Nota crítica
António José Silva Carvalho (Vila do Conde, 1948) tem feito o favor de me oferecer os seus livros a que, infelizmente, não tenho dado a atenção que merecem. Confesso que a leitura nem sempre é fácil e nos tempos apressados que nos governam o mais fácil é suspender a leitura…
Por coincidência ou talvez não, decidi levar a bom porto a leitura de duas obras, à partida resistentes e muito diferentes, mas que, afinal, talvez o não sejam: - Que Farei Quando tudo Arde? (D. Quixote, 2001), de Lobo Antunes; Mediocridade (Aquário, 2000), de Silva Carvalho. De facto, Silva Carvalho, no poema “Insignificação”, datado de 6-10-2000, interroga-nos, à semelhança de Sá de Miranda: / que se poderá viver quando a vida arde / e arfa nos mimetismos da presença? / Tanto Silva Carvalho como Lobo Antunes suspendem os géneros literários em que se inscrevem. Coincidências!
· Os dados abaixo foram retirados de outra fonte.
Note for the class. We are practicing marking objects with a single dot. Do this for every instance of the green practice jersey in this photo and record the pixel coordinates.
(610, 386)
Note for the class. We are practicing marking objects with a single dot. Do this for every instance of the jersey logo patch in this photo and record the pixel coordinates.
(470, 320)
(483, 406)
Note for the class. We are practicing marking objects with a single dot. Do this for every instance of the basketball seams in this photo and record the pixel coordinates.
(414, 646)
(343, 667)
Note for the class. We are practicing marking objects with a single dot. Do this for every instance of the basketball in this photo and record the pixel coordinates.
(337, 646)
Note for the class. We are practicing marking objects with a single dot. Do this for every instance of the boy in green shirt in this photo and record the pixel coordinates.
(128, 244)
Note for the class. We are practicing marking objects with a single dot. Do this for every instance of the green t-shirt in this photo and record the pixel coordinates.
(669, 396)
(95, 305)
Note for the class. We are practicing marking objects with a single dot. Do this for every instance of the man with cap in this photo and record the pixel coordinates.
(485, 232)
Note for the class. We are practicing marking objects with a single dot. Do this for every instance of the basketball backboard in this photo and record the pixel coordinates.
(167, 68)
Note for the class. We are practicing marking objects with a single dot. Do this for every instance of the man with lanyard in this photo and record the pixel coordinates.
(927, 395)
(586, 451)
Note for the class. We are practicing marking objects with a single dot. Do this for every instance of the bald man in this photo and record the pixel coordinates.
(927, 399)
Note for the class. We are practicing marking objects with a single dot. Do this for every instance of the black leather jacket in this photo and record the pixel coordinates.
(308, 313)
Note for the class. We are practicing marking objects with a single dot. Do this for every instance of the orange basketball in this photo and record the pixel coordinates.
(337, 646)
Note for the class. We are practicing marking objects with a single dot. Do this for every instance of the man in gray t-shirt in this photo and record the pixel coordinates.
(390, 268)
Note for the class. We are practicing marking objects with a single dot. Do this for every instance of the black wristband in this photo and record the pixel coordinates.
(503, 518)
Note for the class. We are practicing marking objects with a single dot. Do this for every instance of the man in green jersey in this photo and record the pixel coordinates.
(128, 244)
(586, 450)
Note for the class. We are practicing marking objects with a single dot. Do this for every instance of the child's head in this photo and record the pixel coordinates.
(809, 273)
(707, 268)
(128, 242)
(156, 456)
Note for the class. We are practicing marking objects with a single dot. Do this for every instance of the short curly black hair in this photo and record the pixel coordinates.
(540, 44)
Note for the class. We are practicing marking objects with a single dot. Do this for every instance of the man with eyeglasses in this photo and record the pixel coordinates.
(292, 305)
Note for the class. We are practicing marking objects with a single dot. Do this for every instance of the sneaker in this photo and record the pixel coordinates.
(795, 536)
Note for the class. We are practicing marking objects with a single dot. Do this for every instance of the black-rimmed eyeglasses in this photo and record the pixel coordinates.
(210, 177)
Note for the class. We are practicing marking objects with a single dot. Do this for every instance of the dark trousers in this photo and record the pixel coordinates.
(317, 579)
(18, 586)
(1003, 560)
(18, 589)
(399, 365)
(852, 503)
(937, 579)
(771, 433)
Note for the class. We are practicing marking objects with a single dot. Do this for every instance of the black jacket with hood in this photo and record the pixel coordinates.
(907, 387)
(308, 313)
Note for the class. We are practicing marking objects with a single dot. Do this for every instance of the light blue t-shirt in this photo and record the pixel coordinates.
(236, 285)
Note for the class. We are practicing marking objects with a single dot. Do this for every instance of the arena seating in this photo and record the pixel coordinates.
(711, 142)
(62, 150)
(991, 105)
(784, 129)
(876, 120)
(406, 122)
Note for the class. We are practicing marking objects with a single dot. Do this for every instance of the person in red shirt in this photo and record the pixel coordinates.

No caso do autor de Mediocridade, a pretendida auto-exclusão da poética de raiz greco-romana leva-o, em compensação, à defesa de uma linguagem porética que define, no texto ENTRE do seguinte modo: / A linguagem porética é um discurso / entre, entre a poesia e a filosofia, / capaz por isso de fazer interpenetrar / a abstracção do pensamento tacteante / no tecido afectivo da expressão lírica. / É um espaço onde a temporalidade / ganha o seu momento histórico, / não porque reflicta a ideia do mundo / ou de tempo concebida pela política, / mas porque inventa um outro mundo / capaz de fazer sugerir a presença / do mundo em que todos vivemos. /
Neste poema, Silva Carvalho define de forma lapidar a sua insatisfação com a arte produzida no Ocidente, uma arte serva de si própria ou engajada, incapaz de dar conta do único “mundo em que vivemos”… e, para tal, procura na escrita a língua que dê conta do fulgor do presente, isto é, da nossa fugaz presença no mundo.
O arco temporal deste livro decorre entre 6 de Julho de 2000 e 30 de Outubro de 2000. Numa 2ª parte, podemos ler um conjunto de “Sonetos Imbecis”, situados entre 13-2-1984 e 15-5-1984. E, na 3ª parte, encontramos um lúcido ensaio sobre a escrita porética de Fernando Pessoa / Alberto Caeiro: À Procura de uma Tradição / Alberto Caeiro, A Linguagem Porética e a Estética da Imperfeição.[1]
O título deste obra – Mediocridade - voluntária ou involuntariamente, expressa a reivindicação de reconhecer à língua uma função mediadora, uma função de vida, num tempo em que para se abafar a memória se acelera a morte das línguas: / A língua não pode ser um deserto / nem desertar o mundo, a língua / arfa no sigilo de si mesma , árdua / tarefa para quem procura sentir / a existência como coisa sensível. /(A Dor, 28-9-2000)
[1] - Perante a quantidade de disparates ensinados aos portugueses sobre este heterónimo, ainda vamos a tempo de corrigir o rumo, lendo o ensaio de S.C. E já agora porque não adoptar nas universidades um contrato de leitura que permita aos nossos estudantes ter um efectivo conhecimento de tudo o que se escreve no espaço da lusofonia, mesmo que os lentes não consigam dar conta do recado? Se isso acontecesse, não teríamos um escritor como António (não é Armando!) José Silva Carvalho, zangado com os seus contemporâneos porque estes lhe passaram ao lado e não viram… NÃO O VIERAM VER..
O Silva Carvalho ainda vai ter o reconhecimento que merece. Aliás, o reconhecimento tardará necessariamente, porque a teoria poética dele está à frente do seu tempo.